The Election Commission has disqualified Madhya Pradesh Water and Irrigation Minister Narottam Mishra for not disclosing the amount of money he spent on ‘paid news’ that was carried in local media during state assembly elections in 2008.
The election watchdog, which on Friday also said that Mishra would remain disqualified from contesting election for three years, said it was concerned about the “menace of paid news” which has been assuming “alarming proportions” in the electoral landscape.
This phenomenon, a manifestation of the “pernicious effect of money in elections”, has been growing increasingly vicious and “spreading like cancer” in recent time, it said.
The Commission noted that Mishra had “not only knowingly submitted a false account of expenses, but also attempted to circumvent the legally prescribed limit on expenditure”.
Disqualifying Mishra for three years, it said: “Such attempts need to be curbed with strong measures and visited with exemplary sanctions and restore the balance in the electoral playing field.
“Therefore, the commission is of the considered view and hold that Mishra should be disqualified under Section 10(A) of the Representation of the People Act, 1951.
“Accordingly, the Election Commission hereby declares that Mishra stands disqualified, for three years from the date of this order, under section 10(A) read with section 77 and 78 of the Act for failure to lodge his account of election expenses in the manner required by the law and for having no good reason or justification for such failure.” 
The order means Mishra can no longer be in the cabinet and cannot take part in the 2018 state assembly polls.
The complaint was filed in 2009 by Congress legislator Rajendra Bharti, who contested against Mishra from Datia constituency, alleging that the minister had not included expenses incurred by him on “paid news” while filing his expenditure statement before Commission after the 2008 election.

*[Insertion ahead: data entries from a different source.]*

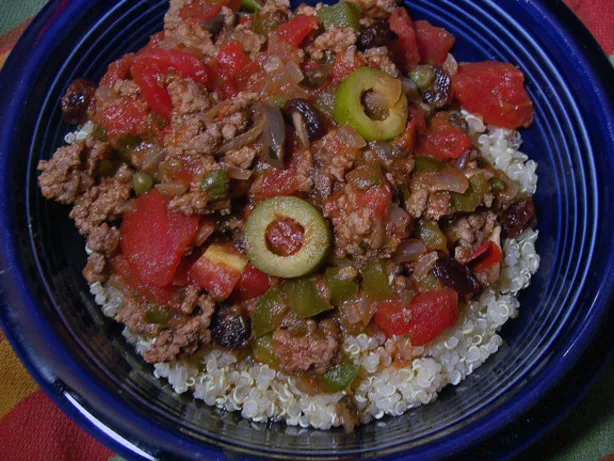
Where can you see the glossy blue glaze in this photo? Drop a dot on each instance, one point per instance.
(82, 361)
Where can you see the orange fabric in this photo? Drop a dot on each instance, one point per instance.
(32, 428)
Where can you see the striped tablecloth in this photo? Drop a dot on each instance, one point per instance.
(32, 428)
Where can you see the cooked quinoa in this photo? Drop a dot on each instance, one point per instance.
(316, 217)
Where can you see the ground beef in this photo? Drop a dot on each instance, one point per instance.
(102, 202)
(103, 239)
(188, 97)
(62, 178)
(334, 39)
(317, 350)
(357, 231)
(188, 33)
(192, 134)
(380, 59)
(97, 268)
(184, 341)
(191, 203)
(468, 233)
(426, 201)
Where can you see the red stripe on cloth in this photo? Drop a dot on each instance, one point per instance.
(598, 16)
(37, 430)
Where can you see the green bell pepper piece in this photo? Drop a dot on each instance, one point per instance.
(427, 165)
(340, 377)
(471, 199)
(253, 6)
(270, 311)
(349, 108)
(340, 286)
(262, 350)
(375, 280)
(216, 184)
(430, 233)
(342, 14)
(316, 239)
(305, 299)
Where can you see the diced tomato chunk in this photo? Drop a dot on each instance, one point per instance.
(405, 51)
(146, 76)
(392, 318)
(486, 256)
(494, 90)
(218, 270)
(431, 313)
(161, 295)
(378, 199)
(297, 29)
(443, 140)
(253, 283)
(126, 116)
(154, 239)
(118, 70)
(434, 43)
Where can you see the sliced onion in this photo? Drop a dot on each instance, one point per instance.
(425, 264)
(350, 138)
(301, 129)
(409, 251)
(246, 138)
(171, 189)
(295, 72)
(274, 135)
(449, 179)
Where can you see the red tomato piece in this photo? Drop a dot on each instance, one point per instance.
(378, 199)
(406, 52)
(127, 116)
(285, 236)
(154, 248)
(486, 256)
(392, 318)
(253, 283)
(200, 11)
(434, 43)
(161, 295)
(218, 270)
(494, 90)
(146, 76)
(297, 29)
(443, 140)
(431, 313)
(185, 64)
(118, 70)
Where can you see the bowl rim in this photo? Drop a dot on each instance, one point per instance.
(29, 54)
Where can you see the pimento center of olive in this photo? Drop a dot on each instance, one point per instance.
(285, 236)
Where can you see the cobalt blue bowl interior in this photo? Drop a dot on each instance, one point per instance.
(81, 359)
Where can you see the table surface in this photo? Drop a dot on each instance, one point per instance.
(586, 434)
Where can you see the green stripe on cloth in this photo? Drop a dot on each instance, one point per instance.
(14, 12)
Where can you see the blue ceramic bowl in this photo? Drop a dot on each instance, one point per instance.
(81, 359)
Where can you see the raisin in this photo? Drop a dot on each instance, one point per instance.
(456, 276)
(517, 217)
(230, 328)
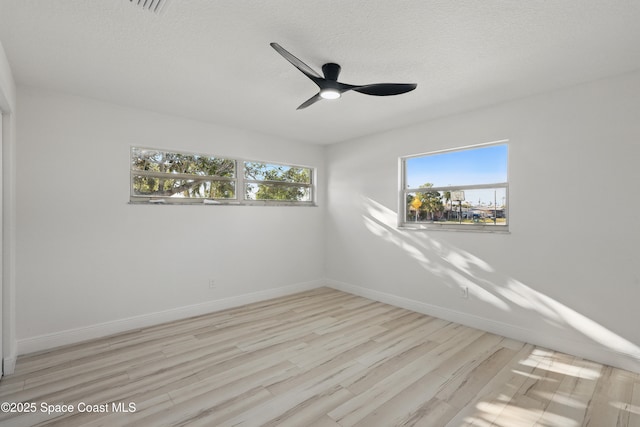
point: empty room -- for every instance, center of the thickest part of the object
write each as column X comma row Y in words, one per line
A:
column 329, row 213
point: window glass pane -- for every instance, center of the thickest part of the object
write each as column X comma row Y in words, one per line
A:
column 484, row 165
column 478, row 206
column 191, row 164
column 272, row 172
column 182, row 188
column 284, row 192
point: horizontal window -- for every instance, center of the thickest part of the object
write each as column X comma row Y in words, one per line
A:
column 459, row 189
column 159, row 176
column 284, row 183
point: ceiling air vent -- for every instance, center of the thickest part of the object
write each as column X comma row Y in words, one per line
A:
column 151, row 5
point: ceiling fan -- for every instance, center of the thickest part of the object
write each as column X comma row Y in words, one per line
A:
column 331, row 88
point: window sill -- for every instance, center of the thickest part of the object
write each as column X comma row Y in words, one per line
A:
column 468, row 228
column 221, row 203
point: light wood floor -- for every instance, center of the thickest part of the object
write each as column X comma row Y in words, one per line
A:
column 319, row 358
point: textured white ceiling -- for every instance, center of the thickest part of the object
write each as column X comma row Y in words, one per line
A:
column 211, row 60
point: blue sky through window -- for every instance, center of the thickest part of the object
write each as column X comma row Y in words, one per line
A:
column 483, row 165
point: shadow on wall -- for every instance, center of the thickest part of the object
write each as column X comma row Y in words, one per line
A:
column 459, row 268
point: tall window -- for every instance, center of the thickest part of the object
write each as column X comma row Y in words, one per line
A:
column 159, row 176
column 457, row 189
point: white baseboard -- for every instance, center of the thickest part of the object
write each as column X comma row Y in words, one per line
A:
column 71, row 336
column 586, row 349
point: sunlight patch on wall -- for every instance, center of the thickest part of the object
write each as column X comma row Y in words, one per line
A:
column 459, row 268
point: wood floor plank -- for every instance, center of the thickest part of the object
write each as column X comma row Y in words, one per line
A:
column 321, row 358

Mishra has constantly denied the allegation against him for incurring or authorising the expenditure on publication on the alleged news item.

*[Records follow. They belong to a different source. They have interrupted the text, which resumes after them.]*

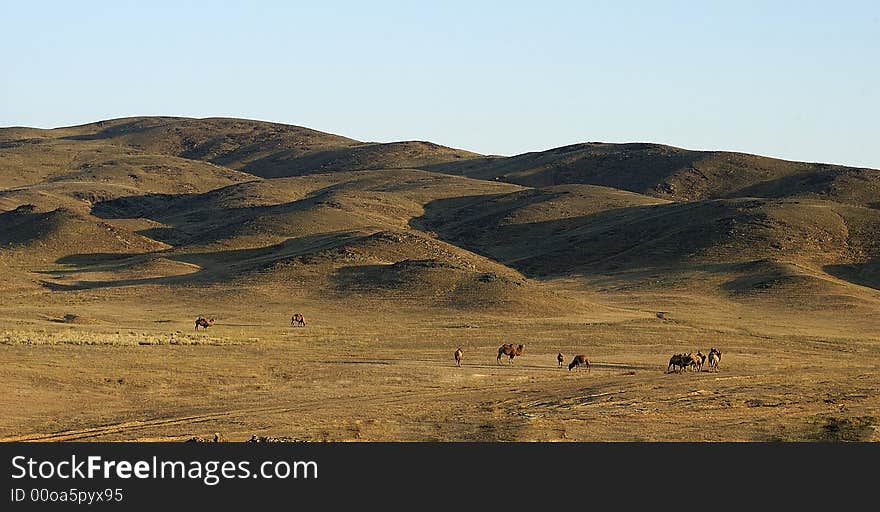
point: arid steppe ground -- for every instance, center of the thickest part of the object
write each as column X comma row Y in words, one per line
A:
column 115, row 236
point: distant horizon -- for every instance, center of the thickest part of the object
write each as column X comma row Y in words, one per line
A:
column 471, row 150
column 786, row 80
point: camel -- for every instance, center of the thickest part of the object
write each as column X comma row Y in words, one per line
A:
column 510, row 350
column 714, row 359
column 698, row 361
column 204, row 322
column 578, row 361
column 682, row 361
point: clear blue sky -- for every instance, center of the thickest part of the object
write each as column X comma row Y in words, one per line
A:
column 790, row 79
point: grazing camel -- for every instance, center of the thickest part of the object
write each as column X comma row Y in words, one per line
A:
column 510, row 350
column 698, row 361
column 714, row 359
column 204, row 322
column 675, row 360
column 578, row 361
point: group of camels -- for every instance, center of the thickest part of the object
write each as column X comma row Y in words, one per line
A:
column 297, row 319
column 680, row 361
column 511, row 351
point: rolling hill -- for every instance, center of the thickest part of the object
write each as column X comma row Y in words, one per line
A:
column 179, row 202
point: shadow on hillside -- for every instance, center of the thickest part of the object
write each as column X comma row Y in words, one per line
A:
column 620, row 239
column 213, row 266
column 866, row 274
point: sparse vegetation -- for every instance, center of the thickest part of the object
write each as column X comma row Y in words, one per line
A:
column 113, row 235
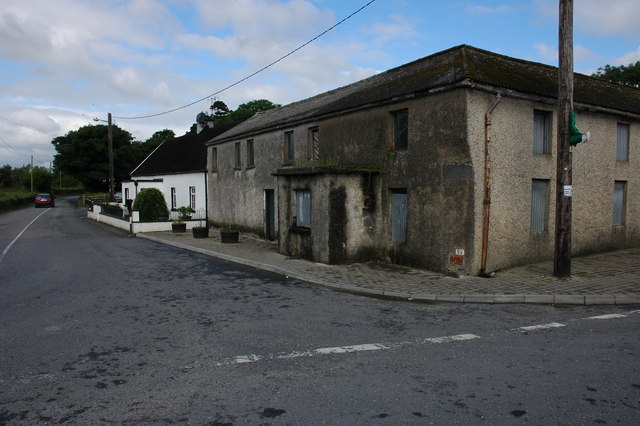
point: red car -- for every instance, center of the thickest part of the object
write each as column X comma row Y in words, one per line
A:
column 44, row 200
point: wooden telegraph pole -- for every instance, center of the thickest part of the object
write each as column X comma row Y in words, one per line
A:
column 110, row 142
column 564, row 190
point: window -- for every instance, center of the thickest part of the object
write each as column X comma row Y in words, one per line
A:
column 303, row 208
column 542, row 132
column 289, row 147
column 400, row 129
column 174, row 204
column 313, row 145
column 250, row 157
column 539, row 203
column 238, row 159
column 192, row 197
column 214, row 159
column 399, row 215
column 622, row 144
column 619, row 202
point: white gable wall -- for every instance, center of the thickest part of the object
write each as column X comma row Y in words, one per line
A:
column 181, row 182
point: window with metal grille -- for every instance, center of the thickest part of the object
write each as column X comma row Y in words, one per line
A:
column 539, row 203
column 542, row 132
column 237, row 156
column 400, row 129
column 174, row 203
column 313, row 146
column 192, row 197
column 303, row 208
column 619, row 202
column 622, row 144
column 399, row 215
column 289, row 147
column 250, row 157
column 214, row 159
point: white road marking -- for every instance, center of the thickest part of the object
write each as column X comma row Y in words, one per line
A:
column 6, row 250
column 608, row 316
column 540, row 327
column 244, row 359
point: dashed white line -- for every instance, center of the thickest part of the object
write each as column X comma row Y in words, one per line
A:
column 540, row 327
column 6, row 250
column 608, row 316
column 244, row 359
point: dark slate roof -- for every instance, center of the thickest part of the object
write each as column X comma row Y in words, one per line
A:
column 461, row 65
column 184, row 154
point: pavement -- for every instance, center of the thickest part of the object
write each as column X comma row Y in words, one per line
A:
column 611, row 278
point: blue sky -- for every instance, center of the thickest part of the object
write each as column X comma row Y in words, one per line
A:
column 64, row 62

Section 10(A) empowers the Commission to disqualify a candidate if he fails to submit an account of his poll expenses in time and in the manner required by the Act and Mishra allegedly did not comply with its provisions.
Holding that such an attempt to conceal information on election expenditure should be curbed, the Commission in its order said: “It is a grave electoral malpractice which circumvents expenditure limits, disturbs the level playing field and militates against the voters’ right to accurate information to enable him to make informed choice.
“The paid news is of such a character that it would either deter or tend to deter voters from supporting that candidate whom they would have supported from free exercise of their electoral right but for their being affected or attempted to be affected by the maker or publisher of the paid news.”
It added that the public, in general, lends more credence to news than advertisements of parties and candidates and publication of such advertisements in the garb of news by way of paid news amounts to “deceiving the electorate”.
Noting that while it has attempted to address this “menace” by setting up mechanisms at the state and district level to investigate and report instances, the desired objective does not seem to have been fully achieved as is evident from the facts of the present case.
The Commission held that it was clear from an examination of the case that Mishra was complicit in the publication of the impugned paid news as news items and has derived benefits from it without acknowledging it.